Let's look at a problem that looks just a bit like machine learning: Curve fitting for unbinned data. We are going to ignore the actual minimizer, and instead just compute the negative log likelihood (nll).
# from jax.config import config
# config.update("jax_enable_x64", True)
import numpy as np
np.random.seed(42)
dist = np.hstack(
[
np.random.normal(loc=1, scale=2.0, size=1_000_000),
np.random.normal(loc=1, scale=0.5, size=1_000_000),
]
)
Let's start with NumPy, just to show how it would be done:
def gaussian(x, μ, σ):
return 1 / np.sqrt(2 * np.pi * σ**2) * np.exp(-((x - μ) ** 2) / (2 * σ**2))
def add(x, f_0, μ, σ, σ2):
return f_0 * gaussian(x, μ, σ) + (1 - f_0) * gaussian(x, μ, σ2)
def nll(x, f_0, μ, σ, σ2):
return -np.sum(np.log(add(x, f_0, μ, σ, σ2)))
%%time
nll(dist, *np.random.rand(4))
%%timeit
nll(dist, *np.random.rand(4))
Jax is a tool from Google. It can target a wide variety of backends (CPU, GPU, TPU), can JIT compile, and can take gradients. It is very powerful, and rather tricky, since it does quite a few things a bit differently. First let's try using it:
import jax
import jax.numpy as jnp
Now we'll just replace np
with jnp
everywhere in the above code, to produce:
def gaussian(x, μ, σ):
return 1 / jnp.sqrt(2 * jnp.pi * σ**2) * jnp.exp(-((x - μ) ** 2) / (2 * σ**2))
def add(x, f_0, μ, σ, σ2):
return f_0 * gaussian(x, μ, σ) + (1 - f_0) * gaussian(x, μ, σ2)
def nll(x, f_0, μ, σ, σ2):
return -jnp.sum(jnp.log(add(x, f_0, μ, σ, σ2)))
Now we need just one more step - we need Jax arrays instead of NumPy arrays:
d_dist = jnp.asarray(dist)
There's one more step, but let's just check this first:
%%time
nll(d_dist, *np.random.rand(4)).block_until_ready()
%%timeit
nll(d_dist, *np.random.rand(4)).block_until_ready()

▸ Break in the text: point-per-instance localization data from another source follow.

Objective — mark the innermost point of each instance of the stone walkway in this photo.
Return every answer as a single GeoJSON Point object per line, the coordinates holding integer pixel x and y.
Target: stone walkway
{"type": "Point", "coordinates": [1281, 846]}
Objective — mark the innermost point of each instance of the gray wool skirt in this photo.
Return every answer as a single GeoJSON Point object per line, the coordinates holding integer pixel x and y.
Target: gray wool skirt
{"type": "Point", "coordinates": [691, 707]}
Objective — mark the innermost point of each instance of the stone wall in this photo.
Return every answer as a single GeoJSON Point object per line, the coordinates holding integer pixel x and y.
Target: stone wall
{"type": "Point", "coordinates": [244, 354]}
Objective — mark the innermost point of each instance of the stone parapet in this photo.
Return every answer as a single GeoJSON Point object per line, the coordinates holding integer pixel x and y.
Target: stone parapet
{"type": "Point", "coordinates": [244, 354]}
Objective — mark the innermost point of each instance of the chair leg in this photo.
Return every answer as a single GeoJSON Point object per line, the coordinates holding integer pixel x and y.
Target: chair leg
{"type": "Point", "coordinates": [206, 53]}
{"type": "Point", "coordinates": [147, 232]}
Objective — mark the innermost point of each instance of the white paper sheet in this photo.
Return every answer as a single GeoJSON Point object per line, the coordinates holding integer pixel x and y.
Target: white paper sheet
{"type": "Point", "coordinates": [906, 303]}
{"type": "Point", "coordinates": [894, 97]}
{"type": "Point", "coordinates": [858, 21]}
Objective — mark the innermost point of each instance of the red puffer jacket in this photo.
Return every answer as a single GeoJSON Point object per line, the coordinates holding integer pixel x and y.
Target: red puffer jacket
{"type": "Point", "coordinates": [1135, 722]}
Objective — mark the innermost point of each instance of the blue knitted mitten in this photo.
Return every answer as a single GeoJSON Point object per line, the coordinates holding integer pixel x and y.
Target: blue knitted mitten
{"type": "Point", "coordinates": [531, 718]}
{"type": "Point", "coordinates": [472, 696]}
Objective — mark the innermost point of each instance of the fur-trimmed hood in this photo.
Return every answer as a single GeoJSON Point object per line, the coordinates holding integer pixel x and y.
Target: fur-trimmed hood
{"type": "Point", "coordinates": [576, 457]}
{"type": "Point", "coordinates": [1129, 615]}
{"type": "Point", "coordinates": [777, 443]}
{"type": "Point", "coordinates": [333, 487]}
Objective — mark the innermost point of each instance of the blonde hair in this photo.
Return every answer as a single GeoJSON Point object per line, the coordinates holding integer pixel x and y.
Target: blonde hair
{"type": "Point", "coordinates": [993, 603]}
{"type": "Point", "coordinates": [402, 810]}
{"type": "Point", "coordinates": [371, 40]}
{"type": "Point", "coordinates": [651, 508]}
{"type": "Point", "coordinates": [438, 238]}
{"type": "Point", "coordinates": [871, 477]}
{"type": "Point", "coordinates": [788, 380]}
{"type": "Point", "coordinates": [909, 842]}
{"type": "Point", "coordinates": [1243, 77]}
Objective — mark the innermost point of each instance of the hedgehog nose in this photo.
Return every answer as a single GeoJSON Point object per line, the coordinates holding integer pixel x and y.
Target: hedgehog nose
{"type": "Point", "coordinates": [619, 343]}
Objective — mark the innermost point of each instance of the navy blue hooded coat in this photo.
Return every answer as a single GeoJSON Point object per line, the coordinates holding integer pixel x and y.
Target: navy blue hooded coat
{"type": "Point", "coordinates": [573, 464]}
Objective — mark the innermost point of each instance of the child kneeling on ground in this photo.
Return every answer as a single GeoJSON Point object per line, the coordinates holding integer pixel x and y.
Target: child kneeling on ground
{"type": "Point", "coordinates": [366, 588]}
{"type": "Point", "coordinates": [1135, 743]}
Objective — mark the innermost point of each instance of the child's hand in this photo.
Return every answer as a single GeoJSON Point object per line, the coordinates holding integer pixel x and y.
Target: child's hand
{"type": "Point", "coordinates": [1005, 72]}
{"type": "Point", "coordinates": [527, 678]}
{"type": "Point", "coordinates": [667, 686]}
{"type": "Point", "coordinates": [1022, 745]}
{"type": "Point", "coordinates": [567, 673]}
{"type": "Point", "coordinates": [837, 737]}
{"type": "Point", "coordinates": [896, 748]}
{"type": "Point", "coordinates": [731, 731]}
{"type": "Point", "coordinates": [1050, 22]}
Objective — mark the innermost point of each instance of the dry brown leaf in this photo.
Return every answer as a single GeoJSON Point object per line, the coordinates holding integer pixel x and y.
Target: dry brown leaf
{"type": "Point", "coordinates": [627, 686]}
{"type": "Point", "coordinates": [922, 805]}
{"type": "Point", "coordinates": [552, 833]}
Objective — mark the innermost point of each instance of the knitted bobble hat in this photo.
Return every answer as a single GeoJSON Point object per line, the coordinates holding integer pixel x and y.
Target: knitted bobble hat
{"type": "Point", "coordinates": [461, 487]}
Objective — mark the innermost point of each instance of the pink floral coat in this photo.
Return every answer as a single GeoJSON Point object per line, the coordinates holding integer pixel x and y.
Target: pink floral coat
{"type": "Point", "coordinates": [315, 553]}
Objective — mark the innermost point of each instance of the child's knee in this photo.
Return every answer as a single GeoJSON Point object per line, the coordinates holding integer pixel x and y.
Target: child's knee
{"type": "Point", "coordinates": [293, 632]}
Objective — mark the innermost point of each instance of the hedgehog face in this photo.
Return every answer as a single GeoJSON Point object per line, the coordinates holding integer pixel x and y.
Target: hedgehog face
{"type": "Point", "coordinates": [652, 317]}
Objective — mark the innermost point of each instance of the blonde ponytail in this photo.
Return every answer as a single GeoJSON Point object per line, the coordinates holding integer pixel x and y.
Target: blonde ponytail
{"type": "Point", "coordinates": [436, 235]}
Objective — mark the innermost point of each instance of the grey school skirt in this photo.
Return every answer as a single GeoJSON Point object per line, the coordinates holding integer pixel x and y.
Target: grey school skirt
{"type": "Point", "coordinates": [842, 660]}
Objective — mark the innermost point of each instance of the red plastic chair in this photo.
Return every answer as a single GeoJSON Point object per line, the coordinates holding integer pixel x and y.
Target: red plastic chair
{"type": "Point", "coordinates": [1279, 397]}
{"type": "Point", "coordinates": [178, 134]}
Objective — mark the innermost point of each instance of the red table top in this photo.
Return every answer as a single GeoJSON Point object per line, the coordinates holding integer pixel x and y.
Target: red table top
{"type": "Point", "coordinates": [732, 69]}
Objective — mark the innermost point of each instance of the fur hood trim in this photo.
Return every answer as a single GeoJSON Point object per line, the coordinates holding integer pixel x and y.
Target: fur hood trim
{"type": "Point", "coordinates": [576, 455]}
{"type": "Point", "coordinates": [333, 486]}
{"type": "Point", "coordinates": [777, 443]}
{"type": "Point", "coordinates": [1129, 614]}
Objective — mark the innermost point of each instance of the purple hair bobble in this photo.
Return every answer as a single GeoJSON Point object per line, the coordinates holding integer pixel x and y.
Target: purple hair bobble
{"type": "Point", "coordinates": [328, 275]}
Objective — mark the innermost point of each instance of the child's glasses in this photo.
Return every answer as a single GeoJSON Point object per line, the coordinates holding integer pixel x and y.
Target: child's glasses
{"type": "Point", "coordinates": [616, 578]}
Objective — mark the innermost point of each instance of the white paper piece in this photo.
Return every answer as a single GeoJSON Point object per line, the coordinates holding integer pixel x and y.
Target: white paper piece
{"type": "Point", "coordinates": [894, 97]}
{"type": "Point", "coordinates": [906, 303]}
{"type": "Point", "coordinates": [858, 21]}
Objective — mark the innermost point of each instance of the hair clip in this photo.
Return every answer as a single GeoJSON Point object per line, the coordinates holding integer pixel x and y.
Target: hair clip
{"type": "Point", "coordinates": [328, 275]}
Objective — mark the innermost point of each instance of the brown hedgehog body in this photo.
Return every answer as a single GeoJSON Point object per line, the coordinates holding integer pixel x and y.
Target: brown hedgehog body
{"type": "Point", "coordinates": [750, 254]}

We probably are seeing a nice speedup here. File it away - we'll explain it later, and let's move on.
Now we can JIT our function. Unlike numba, we just pass the top level function in.
nll_jit = jax.jit(nll)
Now the first time we call it, JAX will "trace" the function and produce the XLA code for it. Like other tracers, it can't handle non-vectorized control flow.
%%time
nll_jit(d_dist, *np.random.rand(4)).block_until_ready()
Now that it's primed, let's measure:
%%timeit
nll_jit(d_dist, *np.random.rand(4)).block_until_ready()
This is very nice, but there is a caveat; this is in 32 bit mode. Uncomment the code at the top and restart the kernel; compare the timings again.